Lecture | Language & the Human Past Lecture Series
Models of linguistic diversity and Amazonian pre-history: a view from the Northwest Amazon
- Thiago Costa Chacon (University of Brasília / IEA-Paris)
- Date
- Wednesday 8 June 2022
- Time
- Serie
- Language and the human past
- Address
-
Lipsius
Cleveringaplaats 1
2311 BD Leiden - Room
- 227
Abstract
There are several models that aim to explain how linguistic diversity has been created, shaped and sustained over time. In particular, the Americas, and more specifically the Amazon, figure as one of the outstanding regions where the adpatation and develeopment of new models are utterly required.
By discussing particular features of Amazonian language ecologies, I argue that models of linguistic diversity can be improved if we take into account the concept of inter-ethnic multilingual social networks, which describes a basic set of relations between language and the dyanmics of extra-linguistic dimensions (such as the environment, ethnicity, social and poltical units, trade, intermarriage and gender). This concept also implies that our traditional models of language change and evolution need to incorporate more centrally the role of inter-ethnic relations and language contact, which require alternatives to the taditional “family tree” model. I explore the concept of inter-ethnic multilingual social networks at different scales in time, space and social spheres of interaction in the history of the Upper Rio Negro region in Northwest Amazon. This region has been inhabited since at least 2000 years by populations who speak languages from four linguistic families: Arawakan, Tukanoan, Naduhup and Kakwa-Nukak. Although societies in these areas are in intense contact, it is possible to trace back in time patterns of migrations and of social and cultural organization in a way that reveals a layered and multilateral historical construction of a multi-ethnic and multilingual interaction sphere. While all societies are characterized by patrilineal descent, hierarchy, a Dravidian kinship system and varied forms of social exogamy, there are crucial differences in the specific ways they are politically and economically organized, as well as how distinct language ideologies reflect in systems which focalize more on linguistic exogamy or more on endogamy.

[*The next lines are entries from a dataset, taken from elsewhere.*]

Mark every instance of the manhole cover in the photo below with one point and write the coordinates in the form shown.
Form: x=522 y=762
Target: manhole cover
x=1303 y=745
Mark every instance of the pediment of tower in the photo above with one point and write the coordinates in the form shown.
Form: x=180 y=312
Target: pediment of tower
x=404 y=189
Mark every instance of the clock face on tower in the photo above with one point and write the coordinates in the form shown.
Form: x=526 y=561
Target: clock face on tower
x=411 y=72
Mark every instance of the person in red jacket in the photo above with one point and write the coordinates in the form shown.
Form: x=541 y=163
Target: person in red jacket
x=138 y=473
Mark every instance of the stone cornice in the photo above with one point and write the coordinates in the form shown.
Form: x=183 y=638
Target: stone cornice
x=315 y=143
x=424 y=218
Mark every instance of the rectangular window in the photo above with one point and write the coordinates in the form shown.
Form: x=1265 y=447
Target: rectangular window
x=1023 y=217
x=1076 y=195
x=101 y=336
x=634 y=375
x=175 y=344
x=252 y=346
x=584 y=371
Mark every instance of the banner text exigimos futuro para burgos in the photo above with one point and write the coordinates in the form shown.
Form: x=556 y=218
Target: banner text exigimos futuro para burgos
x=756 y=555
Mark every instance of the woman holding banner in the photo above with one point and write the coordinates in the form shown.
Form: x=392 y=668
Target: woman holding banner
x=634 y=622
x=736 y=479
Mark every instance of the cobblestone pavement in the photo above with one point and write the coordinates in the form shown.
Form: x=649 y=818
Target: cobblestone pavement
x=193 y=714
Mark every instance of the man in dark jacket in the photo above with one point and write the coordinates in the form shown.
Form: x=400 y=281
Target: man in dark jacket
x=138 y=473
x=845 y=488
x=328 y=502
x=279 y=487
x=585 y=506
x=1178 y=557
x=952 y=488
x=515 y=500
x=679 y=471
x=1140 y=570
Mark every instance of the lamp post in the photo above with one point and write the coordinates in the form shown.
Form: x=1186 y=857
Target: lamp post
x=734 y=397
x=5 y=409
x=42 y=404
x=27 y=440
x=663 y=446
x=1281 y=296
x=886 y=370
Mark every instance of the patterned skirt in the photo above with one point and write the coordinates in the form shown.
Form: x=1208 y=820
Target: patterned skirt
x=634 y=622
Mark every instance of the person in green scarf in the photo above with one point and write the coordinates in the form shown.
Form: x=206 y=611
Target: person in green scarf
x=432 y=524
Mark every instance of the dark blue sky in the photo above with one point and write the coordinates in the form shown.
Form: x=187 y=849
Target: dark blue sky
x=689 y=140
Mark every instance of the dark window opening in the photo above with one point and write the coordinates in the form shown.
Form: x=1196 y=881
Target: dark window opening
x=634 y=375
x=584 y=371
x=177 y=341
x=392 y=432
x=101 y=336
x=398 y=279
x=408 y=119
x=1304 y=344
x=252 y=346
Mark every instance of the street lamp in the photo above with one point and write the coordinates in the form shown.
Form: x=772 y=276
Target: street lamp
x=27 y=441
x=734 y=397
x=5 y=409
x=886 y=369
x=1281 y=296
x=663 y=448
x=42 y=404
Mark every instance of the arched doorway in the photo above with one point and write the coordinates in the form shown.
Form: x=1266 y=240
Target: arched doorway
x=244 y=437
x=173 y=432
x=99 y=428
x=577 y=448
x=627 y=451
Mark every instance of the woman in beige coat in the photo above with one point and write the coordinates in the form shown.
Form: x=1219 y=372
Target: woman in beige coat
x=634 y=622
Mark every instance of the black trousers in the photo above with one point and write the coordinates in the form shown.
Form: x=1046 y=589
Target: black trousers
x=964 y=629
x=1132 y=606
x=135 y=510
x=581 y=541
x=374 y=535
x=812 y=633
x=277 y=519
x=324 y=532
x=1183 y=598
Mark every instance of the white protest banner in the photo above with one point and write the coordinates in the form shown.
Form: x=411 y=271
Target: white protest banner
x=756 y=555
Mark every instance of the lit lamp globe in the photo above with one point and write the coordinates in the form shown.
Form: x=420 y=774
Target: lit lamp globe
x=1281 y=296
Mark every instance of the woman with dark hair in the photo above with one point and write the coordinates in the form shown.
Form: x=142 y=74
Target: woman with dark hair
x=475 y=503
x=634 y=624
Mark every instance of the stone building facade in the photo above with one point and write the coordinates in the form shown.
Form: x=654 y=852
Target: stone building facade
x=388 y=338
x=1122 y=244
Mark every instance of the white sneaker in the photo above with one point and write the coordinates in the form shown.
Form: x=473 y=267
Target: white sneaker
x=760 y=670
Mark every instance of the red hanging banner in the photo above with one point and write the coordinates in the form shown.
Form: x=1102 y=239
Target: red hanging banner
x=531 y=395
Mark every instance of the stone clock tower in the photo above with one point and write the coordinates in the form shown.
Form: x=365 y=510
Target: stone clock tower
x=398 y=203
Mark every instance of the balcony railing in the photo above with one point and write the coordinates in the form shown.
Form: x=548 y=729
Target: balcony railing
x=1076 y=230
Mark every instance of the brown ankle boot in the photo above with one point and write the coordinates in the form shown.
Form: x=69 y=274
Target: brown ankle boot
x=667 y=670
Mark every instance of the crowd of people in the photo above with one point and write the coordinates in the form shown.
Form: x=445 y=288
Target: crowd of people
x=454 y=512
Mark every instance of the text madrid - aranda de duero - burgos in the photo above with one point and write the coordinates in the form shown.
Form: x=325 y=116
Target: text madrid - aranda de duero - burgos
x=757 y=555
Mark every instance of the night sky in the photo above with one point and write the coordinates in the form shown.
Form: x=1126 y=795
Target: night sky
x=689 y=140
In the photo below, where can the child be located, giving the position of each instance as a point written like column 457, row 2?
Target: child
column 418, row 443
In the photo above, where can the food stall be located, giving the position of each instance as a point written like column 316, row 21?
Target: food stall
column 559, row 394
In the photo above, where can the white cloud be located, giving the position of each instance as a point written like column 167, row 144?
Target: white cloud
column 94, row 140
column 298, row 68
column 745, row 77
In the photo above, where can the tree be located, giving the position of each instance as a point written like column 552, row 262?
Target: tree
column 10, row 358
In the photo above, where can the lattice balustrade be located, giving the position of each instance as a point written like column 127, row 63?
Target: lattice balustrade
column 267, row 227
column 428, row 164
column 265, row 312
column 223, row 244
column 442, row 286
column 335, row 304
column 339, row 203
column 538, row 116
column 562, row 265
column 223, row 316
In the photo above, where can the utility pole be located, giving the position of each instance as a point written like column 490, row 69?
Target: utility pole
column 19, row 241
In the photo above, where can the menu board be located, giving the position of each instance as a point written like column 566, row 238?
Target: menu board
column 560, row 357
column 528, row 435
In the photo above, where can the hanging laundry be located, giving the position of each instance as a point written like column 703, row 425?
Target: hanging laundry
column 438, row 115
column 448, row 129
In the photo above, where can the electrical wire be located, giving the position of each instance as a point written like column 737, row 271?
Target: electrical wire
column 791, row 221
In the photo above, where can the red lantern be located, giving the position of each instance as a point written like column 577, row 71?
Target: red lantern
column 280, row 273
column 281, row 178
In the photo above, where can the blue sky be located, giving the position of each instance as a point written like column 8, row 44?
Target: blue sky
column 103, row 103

This presentation will explore how the different albeit integrated patterns of social and cultural organization have crucially been reflected in the creation of these multilingual societies as well as in the diversification processes at the micro and macro-levels, as observed by the dynamic formation of distinct ethno-linguistic assemblages and by different patterns of changes in the phonology, the lexicon and the grammar of these languages.